AGE* guarantees timely payment of scheduled principal and interest to bondholders and noteholders throughout the life of the debt, in accordance with the terms of its financial guarantees.
The advisers of AGE* on the deal were CMS Cameron McKenna (legal adviser), Faithful & Gould (technical adviser) and Marsh (insurance adviser). Lloyds Bank was the bond lead manager and its US broker dealer Lloyds Securities Inc. acted as placement agent.
All of the securities having been sold, this announcement is for information purposes only.

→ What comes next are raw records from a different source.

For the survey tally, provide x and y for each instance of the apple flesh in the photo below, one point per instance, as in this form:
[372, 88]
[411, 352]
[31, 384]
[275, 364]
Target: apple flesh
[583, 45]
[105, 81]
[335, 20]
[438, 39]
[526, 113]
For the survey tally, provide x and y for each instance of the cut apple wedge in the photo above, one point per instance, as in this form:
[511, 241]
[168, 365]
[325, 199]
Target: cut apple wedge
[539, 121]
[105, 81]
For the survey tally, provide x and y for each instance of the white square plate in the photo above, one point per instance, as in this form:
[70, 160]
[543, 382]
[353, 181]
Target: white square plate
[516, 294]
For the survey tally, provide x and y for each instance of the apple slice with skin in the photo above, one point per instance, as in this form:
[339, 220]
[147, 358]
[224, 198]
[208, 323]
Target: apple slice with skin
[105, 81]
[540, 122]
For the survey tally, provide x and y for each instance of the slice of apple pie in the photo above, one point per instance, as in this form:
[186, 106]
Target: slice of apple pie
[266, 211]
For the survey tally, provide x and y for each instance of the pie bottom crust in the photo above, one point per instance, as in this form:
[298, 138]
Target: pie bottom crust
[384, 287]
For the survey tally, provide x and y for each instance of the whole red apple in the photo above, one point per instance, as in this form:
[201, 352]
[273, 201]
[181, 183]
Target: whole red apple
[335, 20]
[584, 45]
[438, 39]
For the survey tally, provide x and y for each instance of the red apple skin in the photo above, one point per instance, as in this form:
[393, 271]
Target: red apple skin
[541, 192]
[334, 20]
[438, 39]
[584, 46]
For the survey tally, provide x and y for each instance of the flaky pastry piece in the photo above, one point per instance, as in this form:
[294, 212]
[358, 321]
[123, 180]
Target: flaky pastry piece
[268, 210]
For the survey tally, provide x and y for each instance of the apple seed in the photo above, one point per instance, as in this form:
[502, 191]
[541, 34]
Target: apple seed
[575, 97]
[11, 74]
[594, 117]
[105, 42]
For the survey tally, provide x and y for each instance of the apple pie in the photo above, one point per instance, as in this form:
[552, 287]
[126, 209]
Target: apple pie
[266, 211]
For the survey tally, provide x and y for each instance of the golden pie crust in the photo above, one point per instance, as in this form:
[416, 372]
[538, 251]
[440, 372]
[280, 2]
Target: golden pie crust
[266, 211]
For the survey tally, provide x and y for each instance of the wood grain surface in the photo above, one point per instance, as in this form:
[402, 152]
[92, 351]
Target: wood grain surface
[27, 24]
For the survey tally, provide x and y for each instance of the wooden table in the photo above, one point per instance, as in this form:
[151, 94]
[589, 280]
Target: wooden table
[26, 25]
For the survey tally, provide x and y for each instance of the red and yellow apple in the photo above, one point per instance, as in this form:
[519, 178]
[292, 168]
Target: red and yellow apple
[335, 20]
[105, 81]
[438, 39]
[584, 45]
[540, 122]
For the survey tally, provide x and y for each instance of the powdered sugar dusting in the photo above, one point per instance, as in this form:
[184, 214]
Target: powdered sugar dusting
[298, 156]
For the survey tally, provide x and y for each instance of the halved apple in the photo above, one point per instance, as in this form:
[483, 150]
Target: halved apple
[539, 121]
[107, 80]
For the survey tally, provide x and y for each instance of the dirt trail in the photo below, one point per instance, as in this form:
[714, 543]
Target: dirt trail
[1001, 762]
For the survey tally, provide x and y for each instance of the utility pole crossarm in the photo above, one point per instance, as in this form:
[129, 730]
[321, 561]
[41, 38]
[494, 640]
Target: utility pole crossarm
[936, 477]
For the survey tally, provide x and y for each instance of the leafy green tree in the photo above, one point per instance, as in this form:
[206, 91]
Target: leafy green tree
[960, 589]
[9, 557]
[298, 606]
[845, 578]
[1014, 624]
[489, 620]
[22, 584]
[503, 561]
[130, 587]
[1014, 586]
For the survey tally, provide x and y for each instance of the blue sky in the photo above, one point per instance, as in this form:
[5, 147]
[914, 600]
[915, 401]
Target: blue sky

This announcement does not constitute an offer to sell or the solicitation of an offer to buy any securities.
The securities described herein have not been and will not be registered under the United States Securities Act of 1933, as amended ("Securities Act"), or with any securities regulatory authority of any state or jurisdiction of the United States, and may not be offered, sold or transferred, directly or indirectly, in the United States absent registration under the Securities Act or an available exemption from, or in a transaction not subject to, the registration requirements of the Securities Act and the securities laws of any state or other jurisdiction of the United States.
* AGE (company number 2510099) is authorised by the Prudential Regulation Authority and regulated by the Financial Conduct Authority and the Prudential Regulation Authority. AGE provides its financial guarantee together with a co-guarantee from its affiliate Assured Guaranty Municipal Corp. (AGM).
Through its subsidiaries, Assured Guaranty Ltd. (AGL and, together with its subsidiaries, Assured Guaranty) is the leading provider of financial guarantees for principal and interest payments due on municipal, public infrastructure and structured financings. Its subsidiary AGM guarantees international infrastructure and U.S. municipal bonds - and was previously named Financial Security Assurance Inc. (FSA) before becoming an Assured Guaranty company in July 2009. AGE, a subsidiary of AGM, is Assured Guaranty’s European operating platform. AGL is a publicly traded (NYSE: AGO), Bermuda-based holding company. More information on AGL and its subsidiaries can be found at AssuredGuaranty.com.
Cautionary Statement Regarding Forward-Looking Statements:
Any forward-looking statements made in this press release reflect Assured Guaranty’s current views with respect to future events and are made pursuant to the safe harbour provisions of the Private Securities Litigation Reform Act of 1995. Such statements involve risks and uncertainties that may cause actual results to differ materially from those set forth in these statements. These risks and uncertainties include, but are not limited to, those resulting from Assured Guaranty’s inability to execute its strategies; the demand for Assured Guaranty’s financial guarantees; further actions that the rating agencies may take with respect to Assured Guaranty’s financial strength ratings; adverse developments in Assured Guaranty’s guaranteed portfolio; and other risks and uncertainties that have not been identified at this time, management’s response to these factors, and other risk factors identified in AGL’s filings with the U.S. Securities and Exchange Commission. Readers are cautioned not to place undue reliance on these forward-looking statements, which are made as of 3 April 2017. Assured Guaranty undertakes no obligation to publicly update or revise any forward-looking statements, whether as a result of new information, future events or otherwise, except as required by law.